それでも、ウラマーがまったく曖昧模糊とした存在なのかというと、そうではなく、一定の共通イメージがあり、不明確ながらも満たすべき条件というものがあります。
原則論で言えば、ある人物がウラマーであると認められる基準は、その人がムスリムとして知るべきことを、一般のムスリムと比べてより多くより正確に知っているという点に尽きる。普通の人とは異なる特別な教育を受けた人というウラマー像は、伝統的なタイプの教育とは別の西洋起源の近代的な教育というものが導入され、それが一般化するなかで初めて生まれた、その意味で近代以降に登場した歴史の浅いものなのである。(強調は引用者による)
この逆説的にも見える「歴史の浅さ」は重要です。ウラマーは「知るもの」を意味するアーリムの複数形ですが、知っている人なら何でもアーリムですし、例えば理科系分野の学者でもアーリム/ウラマーです。要するに、本来は「物識り」たることが即ちウラマーだったのですが、イスラームとは関係ない西洋近代教育が導入されて以降、「いわゆるウラマー」「近代科学のウラマー」が登場し、その結果、「イスラームの専門家としてのウラマーなるもの」が析出された、ということです。

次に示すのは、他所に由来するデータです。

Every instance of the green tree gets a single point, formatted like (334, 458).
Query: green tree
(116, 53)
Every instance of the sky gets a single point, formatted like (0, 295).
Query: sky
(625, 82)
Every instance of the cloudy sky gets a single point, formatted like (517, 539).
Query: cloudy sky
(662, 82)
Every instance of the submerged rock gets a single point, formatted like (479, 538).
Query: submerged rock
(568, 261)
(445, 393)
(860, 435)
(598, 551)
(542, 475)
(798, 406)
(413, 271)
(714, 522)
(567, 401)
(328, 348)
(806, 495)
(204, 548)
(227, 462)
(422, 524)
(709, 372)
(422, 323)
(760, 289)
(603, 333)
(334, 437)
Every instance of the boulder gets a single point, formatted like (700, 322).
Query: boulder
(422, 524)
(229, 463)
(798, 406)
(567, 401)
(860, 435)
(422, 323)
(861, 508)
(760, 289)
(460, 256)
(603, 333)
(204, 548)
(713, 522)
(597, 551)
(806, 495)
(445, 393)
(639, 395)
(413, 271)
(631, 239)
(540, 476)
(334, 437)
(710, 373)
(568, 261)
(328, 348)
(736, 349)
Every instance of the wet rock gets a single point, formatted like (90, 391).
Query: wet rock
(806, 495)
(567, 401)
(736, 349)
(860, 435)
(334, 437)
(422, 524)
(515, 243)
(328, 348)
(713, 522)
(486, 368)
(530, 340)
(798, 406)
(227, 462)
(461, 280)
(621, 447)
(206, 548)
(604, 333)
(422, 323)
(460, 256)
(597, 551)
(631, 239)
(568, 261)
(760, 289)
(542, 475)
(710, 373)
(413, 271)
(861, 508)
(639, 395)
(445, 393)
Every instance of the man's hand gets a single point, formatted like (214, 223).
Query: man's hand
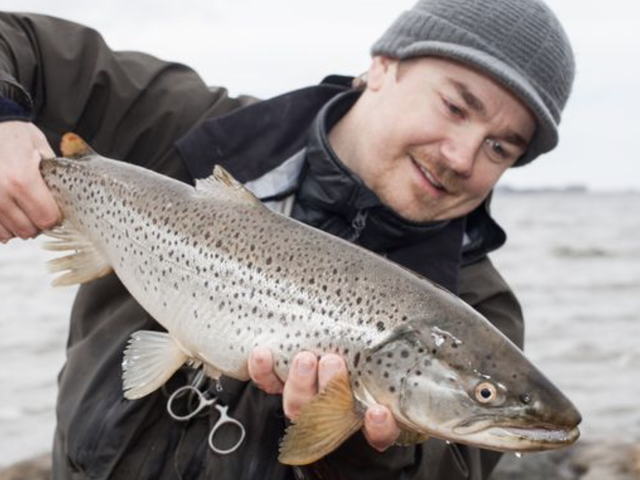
(308, 376)
(26, 204)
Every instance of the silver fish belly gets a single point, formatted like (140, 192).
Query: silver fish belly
(223, 274)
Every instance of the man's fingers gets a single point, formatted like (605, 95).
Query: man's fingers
(380, 428)
(5, 235)
(301, 385)
(38, 205)
(261, 370)
(329, 366)
(16, 222)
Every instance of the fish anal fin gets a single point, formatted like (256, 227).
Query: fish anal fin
(410, 437)
(323, 425)
(221, 178)
(86, 263)
(150, 359)
(74, 147)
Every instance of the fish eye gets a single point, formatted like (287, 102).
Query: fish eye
(486, 392)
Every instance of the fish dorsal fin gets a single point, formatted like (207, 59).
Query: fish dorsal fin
(323, 425)
(219, 180)
(74, 147)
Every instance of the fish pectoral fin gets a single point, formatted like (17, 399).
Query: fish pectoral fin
(150, 359)
(74, 147)
(410, 437)
(323, 425)
(84, 265)
(222, 182)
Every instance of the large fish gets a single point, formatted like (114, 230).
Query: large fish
(223, 274)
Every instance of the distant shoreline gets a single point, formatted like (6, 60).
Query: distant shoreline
(571, 189)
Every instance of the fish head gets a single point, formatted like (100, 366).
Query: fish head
(468, 385)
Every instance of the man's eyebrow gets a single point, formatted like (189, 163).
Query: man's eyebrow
(473, 102)
(515, 139)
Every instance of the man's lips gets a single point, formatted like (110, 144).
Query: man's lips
(429, 177)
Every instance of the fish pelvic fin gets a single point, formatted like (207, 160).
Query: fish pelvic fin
(222, 182)
(85, 264)
(150, 359)
(323, 425)
(74, 147)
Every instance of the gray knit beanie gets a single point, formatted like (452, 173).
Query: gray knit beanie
(520, 43)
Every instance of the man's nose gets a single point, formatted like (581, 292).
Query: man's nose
(460, 154)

社会におけるウラマーの居場所、その役割は近代以降着実に限定されていった。社会における唯一無二の知識人という独占的な立場は二度と取り戻せないだろう。しかしながら、イスラム諸学の専門家として、「宗教」というひとつの領域に特化しさらにそうした地位を梃子に国家権力と強い関係を確保したことで、ウラマーは存在意義を失うどころか、形を変えつつも影響力を維持、拡大しているとすら考えられる。ウラマーだからこそできること、ウラマーだけができる事柄といったものが少しずつ一般信徒の行為や実践と区別され切り分けられていく。こうした変化を一面では、ウラマーの「聖職者」化と見ることができるだろう。

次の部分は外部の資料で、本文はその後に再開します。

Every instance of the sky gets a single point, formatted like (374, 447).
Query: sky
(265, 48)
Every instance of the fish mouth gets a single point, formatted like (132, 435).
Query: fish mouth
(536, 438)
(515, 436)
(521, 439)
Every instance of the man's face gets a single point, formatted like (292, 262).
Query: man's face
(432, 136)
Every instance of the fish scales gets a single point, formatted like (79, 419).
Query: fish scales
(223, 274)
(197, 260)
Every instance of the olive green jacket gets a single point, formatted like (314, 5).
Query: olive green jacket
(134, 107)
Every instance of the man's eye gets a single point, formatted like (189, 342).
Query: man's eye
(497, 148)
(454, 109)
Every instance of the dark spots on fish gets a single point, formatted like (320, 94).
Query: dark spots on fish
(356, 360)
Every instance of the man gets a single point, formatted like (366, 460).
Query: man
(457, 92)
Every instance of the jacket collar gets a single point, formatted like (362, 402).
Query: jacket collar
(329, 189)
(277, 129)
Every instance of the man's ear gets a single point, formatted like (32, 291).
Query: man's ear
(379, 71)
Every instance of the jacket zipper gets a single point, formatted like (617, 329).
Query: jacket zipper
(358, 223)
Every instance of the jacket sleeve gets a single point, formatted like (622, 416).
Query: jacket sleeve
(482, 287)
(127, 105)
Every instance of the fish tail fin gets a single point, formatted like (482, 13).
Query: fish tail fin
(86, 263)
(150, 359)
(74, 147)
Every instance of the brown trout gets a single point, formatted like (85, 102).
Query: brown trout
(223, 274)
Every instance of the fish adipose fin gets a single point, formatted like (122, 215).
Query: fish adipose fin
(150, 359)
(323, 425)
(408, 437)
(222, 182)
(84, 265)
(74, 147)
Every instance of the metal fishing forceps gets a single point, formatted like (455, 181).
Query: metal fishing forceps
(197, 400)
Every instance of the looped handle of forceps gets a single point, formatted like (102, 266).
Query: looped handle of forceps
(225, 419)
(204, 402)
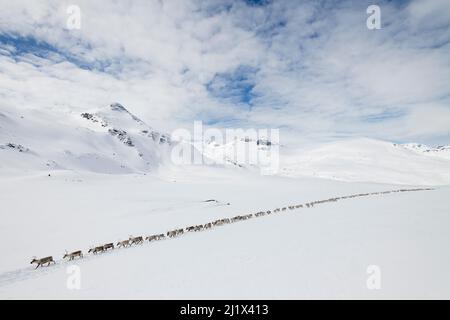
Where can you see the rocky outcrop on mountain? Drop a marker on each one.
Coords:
(17, 147)
(122, 136)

こうしたウラマーに対して、民衆は距離感や分かりにくさを感じているのですが、だからといって時代遅れの無用の存在とみなされているわけではありません。やや浮世離れした感はあるものの、わたしの直接知る範囲でも、敬愛を受け、尊重はされています。
この距離感を背景に、本書主題である「俗人」説教師たちがニッチを埋めるべく台頭してくるのですが、彼らが伝統的ウラマーに対するアンチなのかというと、そうではありません。本書中でも述べられている通り、「俗人」説教師たちはそれぞれの仕方でウラマーを尊重し、彼らの領分を侵さないように注意を払っています。この辺に、伝統的ウラマーと俗人説教師の微妙なバランスがあります。

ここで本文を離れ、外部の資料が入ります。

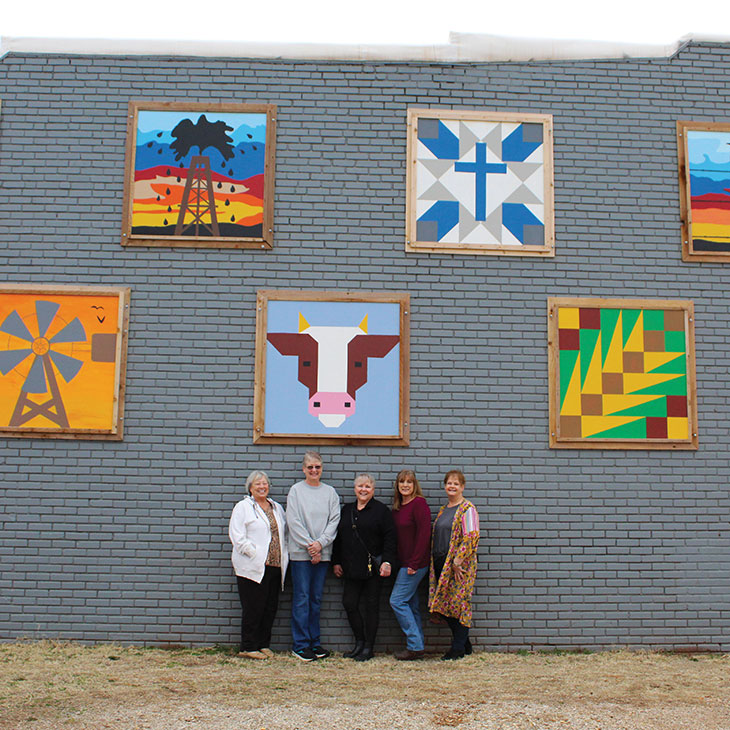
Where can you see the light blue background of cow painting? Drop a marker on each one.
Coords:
(287, 400)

本書ではその俗人説教師の走りとしてのハサン・バンナー(あまり俗人というイメージがないのですが)、ムスタファー・マフムード、そして現代におけるアムル・ハーリド、ムイッズ・マスウード、などが取り上げられています。
現代エジプトのイスラーム事情に興味があるなら、買って絶対損はないです。というか、読まないと損します。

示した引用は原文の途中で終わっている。